I get the display problem nearly the entire time. I took the screenshot of the UBCD screen because it's static. The same distortion is present during all of the pre-boot check screens. There is distortion on the BIOS setup screen, but I can still read the menu options. The UBCD works fine on my laptop.
What's annoying is that even when booting with the Windows 7 disk, the Win 7 install menu never shows up, otherwise I would simply reinstall it. Unless there is a screen which requires a hotkey be pressed in order to access that menu, in which case I can't see it, it doesn't seem to be working. I tried both of my optical drives.

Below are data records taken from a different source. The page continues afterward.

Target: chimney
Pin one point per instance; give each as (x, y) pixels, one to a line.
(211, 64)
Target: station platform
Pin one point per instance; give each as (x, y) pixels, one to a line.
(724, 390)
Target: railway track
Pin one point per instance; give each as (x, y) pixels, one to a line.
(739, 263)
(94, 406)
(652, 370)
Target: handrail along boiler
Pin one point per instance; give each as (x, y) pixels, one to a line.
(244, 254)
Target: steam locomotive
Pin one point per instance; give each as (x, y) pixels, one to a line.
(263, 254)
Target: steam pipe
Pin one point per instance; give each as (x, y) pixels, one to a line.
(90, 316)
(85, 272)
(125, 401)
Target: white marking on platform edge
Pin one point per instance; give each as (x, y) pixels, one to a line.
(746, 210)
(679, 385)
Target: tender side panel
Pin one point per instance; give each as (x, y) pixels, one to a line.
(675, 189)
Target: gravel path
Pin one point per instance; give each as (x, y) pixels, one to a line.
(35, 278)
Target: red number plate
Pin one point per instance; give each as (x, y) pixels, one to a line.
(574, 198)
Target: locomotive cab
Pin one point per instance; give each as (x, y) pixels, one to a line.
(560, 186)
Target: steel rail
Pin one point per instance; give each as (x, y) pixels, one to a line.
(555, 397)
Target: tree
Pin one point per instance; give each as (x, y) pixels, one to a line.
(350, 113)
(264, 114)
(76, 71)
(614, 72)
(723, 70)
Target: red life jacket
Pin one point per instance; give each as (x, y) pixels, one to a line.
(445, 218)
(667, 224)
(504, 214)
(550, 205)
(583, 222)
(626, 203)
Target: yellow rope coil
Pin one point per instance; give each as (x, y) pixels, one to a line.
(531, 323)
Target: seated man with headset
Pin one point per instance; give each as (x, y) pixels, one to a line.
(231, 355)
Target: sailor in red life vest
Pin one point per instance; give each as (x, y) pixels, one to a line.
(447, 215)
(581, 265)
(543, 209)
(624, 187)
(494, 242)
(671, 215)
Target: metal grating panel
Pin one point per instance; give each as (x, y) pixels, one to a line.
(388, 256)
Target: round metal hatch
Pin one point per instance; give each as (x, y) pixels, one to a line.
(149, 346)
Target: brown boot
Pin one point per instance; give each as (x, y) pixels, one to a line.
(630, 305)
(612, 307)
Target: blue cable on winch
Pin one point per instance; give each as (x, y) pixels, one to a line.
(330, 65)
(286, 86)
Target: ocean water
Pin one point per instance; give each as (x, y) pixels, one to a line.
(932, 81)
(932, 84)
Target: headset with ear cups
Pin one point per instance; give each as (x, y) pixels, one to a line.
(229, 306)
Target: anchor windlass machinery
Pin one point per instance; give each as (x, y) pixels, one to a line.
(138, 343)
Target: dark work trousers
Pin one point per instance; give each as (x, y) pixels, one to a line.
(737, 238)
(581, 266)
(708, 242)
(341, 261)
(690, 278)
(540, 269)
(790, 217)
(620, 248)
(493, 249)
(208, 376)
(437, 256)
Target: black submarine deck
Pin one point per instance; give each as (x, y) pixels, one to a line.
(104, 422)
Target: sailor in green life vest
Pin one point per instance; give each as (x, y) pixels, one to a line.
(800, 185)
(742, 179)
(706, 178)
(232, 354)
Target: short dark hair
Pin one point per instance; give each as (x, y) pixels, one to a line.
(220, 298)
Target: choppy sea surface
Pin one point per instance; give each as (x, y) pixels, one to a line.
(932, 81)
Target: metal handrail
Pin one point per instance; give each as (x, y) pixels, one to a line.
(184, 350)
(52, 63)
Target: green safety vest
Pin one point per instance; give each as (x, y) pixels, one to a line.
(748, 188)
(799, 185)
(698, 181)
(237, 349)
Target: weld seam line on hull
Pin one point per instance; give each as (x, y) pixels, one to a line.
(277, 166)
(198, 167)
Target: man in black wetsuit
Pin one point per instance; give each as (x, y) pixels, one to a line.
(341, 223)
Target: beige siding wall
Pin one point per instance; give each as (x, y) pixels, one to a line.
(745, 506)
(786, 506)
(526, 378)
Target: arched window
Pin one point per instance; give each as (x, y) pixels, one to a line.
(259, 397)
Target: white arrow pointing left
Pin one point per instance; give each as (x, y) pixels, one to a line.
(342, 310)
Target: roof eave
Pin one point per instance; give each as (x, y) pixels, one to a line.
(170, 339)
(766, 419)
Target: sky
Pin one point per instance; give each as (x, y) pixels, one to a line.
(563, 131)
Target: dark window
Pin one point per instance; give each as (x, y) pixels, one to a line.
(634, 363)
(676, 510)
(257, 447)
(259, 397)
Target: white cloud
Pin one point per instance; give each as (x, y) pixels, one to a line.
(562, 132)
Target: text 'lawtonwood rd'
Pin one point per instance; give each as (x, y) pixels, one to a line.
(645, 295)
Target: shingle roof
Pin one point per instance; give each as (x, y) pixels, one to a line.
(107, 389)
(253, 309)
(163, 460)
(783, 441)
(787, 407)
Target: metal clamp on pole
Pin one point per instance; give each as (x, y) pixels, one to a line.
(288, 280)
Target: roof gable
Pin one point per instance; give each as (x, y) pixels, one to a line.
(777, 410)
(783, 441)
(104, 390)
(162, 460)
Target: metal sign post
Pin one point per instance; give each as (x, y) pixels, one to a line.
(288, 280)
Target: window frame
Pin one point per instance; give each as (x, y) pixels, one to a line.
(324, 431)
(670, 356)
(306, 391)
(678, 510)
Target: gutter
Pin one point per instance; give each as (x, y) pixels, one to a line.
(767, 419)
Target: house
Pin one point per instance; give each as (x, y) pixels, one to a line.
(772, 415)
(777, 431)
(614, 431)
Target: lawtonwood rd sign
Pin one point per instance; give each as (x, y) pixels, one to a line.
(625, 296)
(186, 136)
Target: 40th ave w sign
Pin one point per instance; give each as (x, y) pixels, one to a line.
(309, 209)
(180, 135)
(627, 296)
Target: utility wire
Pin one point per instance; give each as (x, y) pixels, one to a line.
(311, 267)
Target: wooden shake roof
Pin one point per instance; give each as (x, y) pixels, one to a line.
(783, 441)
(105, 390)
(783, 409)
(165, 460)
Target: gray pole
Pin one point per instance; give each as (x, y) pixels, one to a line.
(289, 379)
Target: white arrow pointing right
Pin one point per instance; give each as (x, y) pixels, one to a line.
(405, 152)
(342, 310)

I'm downloading Ubuntu right now, and going to try to boot it from a disk.
09-24-2012 06:09 PM - edited 09-24-2012 06:18 PM
You haven't fully answered Dave's question. Can you boot into a functional Windows if the old HD is disconnected from the motherboard?
09-24-2012 06:31 PM
Let me elaborate:
When booting into the SSD, it
When booting to the HDD C drive, it boots to the Windows Boot Manager, where it gives me the following OS's to boot to:
Windows Vista / Windows Server 2008 / Windows 7
Selecting Advanced Boot Options (F8) on the second option brings up the menu of (paraphrased):
Safe Mode with Networking
Safe Mode with Command Prompt
Enable Boot Logging
Last Known Good
Directory Services Restore Mode
Disable auto restart on failure
Disable Driver sig enforcement
Selecting it on the Windows 7 option brings up the same menu, but with an added "Repair mode" option, which can't fix any problem.
Interestingly, I can boot into both of these "installations" in safe mode, and files in both show themselves to be on the C: drive, but when I changed the password of one, it did not change the password on the other.
Also, I remember when I ghosted onto the SSD, I did not copy the Master Boot Record onto it, which as I have read I realize I probably should have done.
09-24-2012 06:37 PM
Sorry, I posted before I made sure I had answered everything.
I have not been able to boot into the SSD at all, only the old HDD. I can launch the a repair utility which does not help anything.
Also, the distortion doesn't appear to occur when booted into Safe Mode, only during startup.
09-24-2012 07:20 PM
Sorry, so many things happening, I can't tell when I leave out the obvious. I was mistaken about the Windows disk. Too many parameters to keep track of. Booting up the SSD will try to start Windows, which boots to a black screen. Booting the SSD with the Windows disk will bring up a menu called Windows Error Recovery with two options:
Launch Startup Repair
Start Windows Normally
The repair utility will run and try to restart, and then it will boot to a black screen.
09-24-2012 07:25 PM
Booting up the SSD will try to start Windows, which boots to a black screen.
When you try to boot the SSD with the HD disconnected do you see a login screen? Do you see "Preparing your Desktop"?